What is reducetarianism?

Reducetarianism is the practice of eating less meat - red meat, poultry, and seafood - as well as less dairy and fewer eggs, regardless of the degree or motivation. This concept is appealing because not everyone is willing to follow an "all-or-nothing" diet. However, reducetarianism is still inclusive of vegans, vegetarians, and anyone else who reduces the amount of animal products in their diet

Why reduce?

Eating fewer animal products reduces your risk of heart disease and certain types of cancers, decreases your carbon footprint and the suffering of farmed animals, and even alleviates the global food and water crises.

What do you mean by meat?

Meat that comes from the slaughtering of birds (chicken, turkey, and duck), fish, lobsters, and other crustaceans, cows (beef and veal), and pigs (pork, ham, bacon).

What is Cultured (i.e. Lab-Grown) Meat?

The idea is simple—to create animal meat without the use of animals. The process involves taking farm animal cells and placing them in a nutrient mixture that helps them develop into pure muscle tissue.

How are reducetarians different than flexitarians?

While flexitarians primarily eat plants with the occasional inclusion of meat, eggs, and dairy, reducetarians mindfully and gradually reduce their consumption of these animal products with respect to their own diet. 

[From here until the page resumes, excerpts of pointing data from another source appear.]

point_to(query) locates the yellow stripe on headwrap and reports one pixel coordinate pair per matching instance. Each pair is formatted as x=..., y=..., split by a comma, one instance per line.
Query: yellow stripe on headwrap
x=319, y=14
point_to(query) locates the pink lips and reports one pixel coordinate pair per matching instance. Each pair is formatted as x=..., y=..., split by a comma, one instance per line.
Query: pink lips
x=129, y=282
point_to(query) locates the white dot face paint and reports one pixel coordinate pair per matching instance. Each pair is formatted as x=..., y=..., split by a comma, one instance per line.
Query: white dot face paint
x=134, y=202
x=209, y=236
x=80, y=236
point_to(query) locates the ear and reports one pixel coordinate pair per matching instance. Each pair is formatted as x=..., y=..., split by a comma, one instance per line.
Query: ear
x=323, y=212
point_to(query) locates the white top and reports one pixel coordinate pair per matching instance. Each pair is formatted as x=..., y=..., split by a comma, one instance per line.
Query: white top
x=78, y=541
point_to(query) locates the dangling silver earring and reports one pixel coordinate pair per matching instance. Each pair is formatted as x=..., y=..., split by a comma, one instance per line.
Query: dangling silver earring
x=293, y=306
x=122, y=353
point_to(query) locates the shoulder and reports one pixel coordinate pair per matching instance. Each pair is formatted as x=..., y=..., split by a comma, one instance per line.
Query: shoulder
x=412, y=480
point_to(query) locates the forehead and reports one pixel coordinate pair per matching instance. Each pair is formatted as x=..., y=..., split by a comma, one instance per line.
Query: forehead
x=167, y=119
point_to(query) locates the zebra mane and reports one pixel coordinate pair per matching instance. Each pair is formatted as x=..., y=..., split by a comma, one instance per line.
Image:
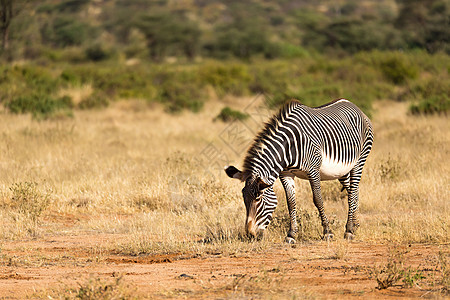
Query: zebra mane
x=269, y=128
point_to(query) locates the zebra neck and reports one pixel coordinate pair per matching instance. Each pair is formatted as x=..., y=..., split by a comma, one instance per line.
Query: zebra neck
x=267, y=164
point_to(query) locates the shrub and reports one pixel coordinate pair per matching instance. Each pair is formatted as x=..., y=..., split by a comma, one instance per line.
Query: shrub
x=433, y=105
x=228, y=115
x=28, y=200
x=95, y=100
x=41, y=106
x=97, y=52
x=226, y=79
x=398, y=70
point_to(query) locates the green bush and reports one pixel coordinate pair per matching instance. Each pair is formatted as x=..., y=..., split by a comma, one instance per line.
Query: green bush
x=95, y=100
x=226, y=79
x=434, y=105
x=229, y=115
x=41, y=106
x=97, y=52
x=398, y=70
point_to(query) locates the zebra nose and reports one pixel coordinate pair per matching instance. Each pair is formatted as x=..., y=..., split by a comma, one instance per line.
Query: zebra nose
x=252, y=230
x=251, y=227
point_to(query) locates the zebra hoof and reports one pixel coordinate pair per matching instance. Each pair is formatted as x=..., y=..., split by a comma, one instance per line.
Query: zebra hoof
x=328, y=236
x=349, y=236
x=290, y=240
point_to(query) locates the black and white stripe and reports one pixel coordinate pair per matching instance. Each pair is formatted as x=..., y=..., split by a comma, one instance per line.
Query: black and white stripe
x=323, y=143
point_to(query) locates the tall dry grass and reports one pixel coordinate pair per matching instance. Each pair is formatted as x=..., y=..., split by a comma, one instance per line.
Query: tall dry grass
x=134, y=170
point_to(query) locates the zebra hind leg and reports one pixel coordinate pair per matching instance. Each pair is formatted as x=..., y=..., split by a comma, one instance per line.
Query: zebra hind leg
x=289, y=188
x=314, y=180
x=353, y=202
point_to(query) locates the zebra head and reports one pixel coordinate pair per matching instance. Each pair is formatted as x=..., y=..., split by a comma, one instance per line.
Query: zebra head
x=259, y=199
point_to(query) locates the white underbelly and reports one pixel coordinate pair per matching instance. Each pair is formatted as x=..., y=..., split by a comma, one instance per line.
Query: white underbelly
x=329, y=170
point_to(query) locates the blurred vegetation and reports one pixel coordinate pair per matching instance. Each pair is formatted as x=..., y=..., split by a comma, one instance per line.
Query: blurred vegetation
x=177, y=52
x=228, y=114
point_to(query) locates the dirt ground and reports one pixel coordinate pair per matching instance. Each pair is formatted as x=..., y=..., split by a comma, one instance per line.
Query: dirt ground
x=55, y=265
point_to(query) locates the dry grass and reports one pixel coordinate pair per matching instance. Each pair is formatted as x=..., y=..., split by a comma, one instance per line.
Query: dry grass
x=133, y=169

Are vegans and vegetarians also reducetarians?

Yes, vegans and vegetarians are also reducetarians because they have reduced their consumption of meat (so effectively that they eat none at all).

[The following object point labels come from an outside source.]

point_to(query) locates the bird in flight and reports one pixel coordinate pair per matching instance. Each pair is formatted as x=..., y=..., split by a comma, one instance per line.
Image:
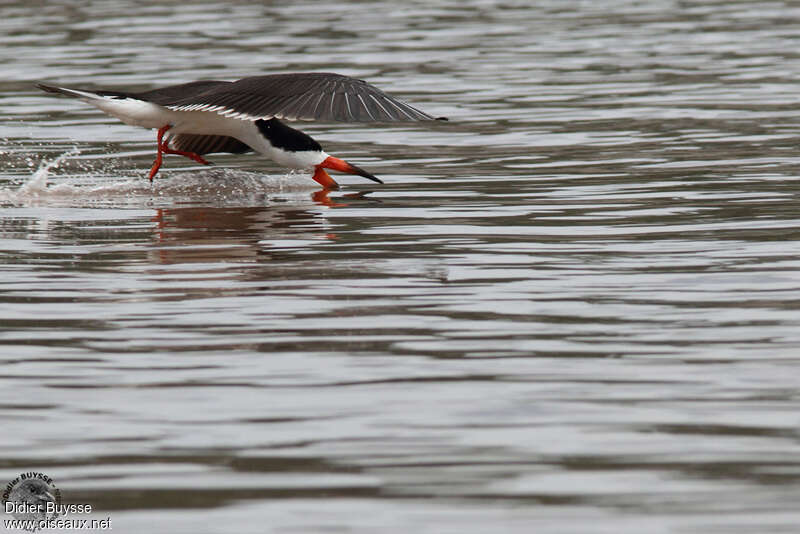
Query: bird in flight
x=207, y=116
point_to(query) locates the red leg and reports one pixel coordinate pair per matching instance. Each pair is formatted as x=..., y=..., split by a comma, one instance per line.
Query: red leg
x=157, y=162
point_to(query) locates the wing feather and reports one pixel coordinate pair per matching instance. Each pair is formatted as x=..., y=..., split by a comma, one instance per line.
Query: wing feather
x=207, y=144
x=300, y=96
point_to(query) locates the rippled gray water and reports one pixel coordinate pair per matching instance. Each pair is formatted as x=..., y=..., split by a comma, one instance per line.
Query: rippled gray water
x=573, y=308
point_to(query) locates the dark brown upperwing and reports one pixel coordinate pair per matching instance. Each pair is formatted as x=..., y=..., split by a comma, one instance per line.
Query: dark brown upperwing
x=298, y=96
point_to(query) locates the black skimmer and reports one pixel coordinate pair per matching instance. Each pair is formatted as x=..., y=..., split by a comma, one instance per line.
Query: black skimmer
x=208, y=116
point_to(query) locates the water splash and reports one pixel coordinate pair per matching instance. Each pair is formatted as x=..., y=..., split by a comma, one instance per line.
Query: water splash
x=216, y=186
x=37, y=184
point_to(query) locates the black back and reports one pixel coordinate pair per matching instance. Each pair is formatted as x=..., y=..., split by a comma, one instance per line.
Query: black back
x=282, y=136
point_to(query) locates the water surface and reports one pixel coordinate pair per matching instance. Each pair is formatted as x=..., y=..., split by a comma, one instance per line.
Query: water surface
x=573, y=308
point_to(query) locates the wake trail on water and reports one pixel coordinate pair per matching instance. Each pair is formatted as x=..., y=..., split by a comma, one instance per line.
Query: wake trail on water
x=217, y=185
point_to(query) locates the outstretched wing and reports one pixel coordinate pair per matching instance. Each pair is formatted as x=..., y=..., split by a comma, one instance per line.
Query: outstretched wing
x=208, y=144
x=298, y=96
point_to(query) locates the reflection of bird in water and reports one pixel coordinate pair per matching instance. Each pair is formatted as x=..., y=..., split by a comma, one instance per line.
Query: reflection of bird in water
x=34, y=494
x=207, y=116
x=234, y=234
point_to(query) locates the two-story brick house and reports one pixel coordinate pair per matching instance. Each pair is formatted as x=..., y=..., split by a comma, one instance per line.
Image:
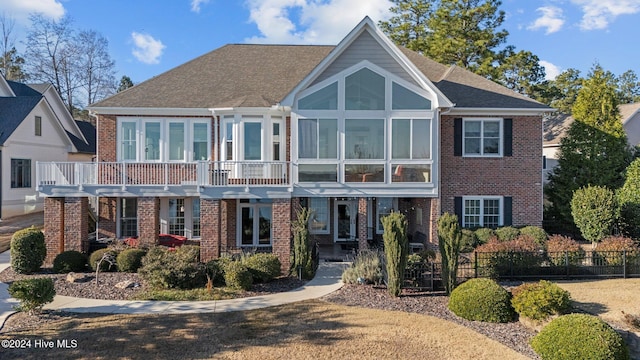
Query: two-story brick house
x=223, y=149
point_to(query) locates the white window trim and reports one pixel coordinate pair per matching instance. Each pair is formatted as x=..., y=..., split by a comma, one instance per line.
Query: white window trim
x=164, y=133
x=328, y=230
x=500, y=140
x=482, y=199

Does reducetarianism promote vegetarianism or veganism?

Reducetarianism may certainly empower some individuals to reduce their consumption of animal products to zero! Others may simply eat less of them.

What about other animal products like eggs and milk?

We encourage reducetarians to also decrease their consumption of dairy, eggs, and other animal products.

Is eating less meat a new movement?

Reducetarianism isn't new—we're just giving it a name. Many governments, leading public health institutions, and some of the largest school districts have encouraged or enacted meat reduction campaigns.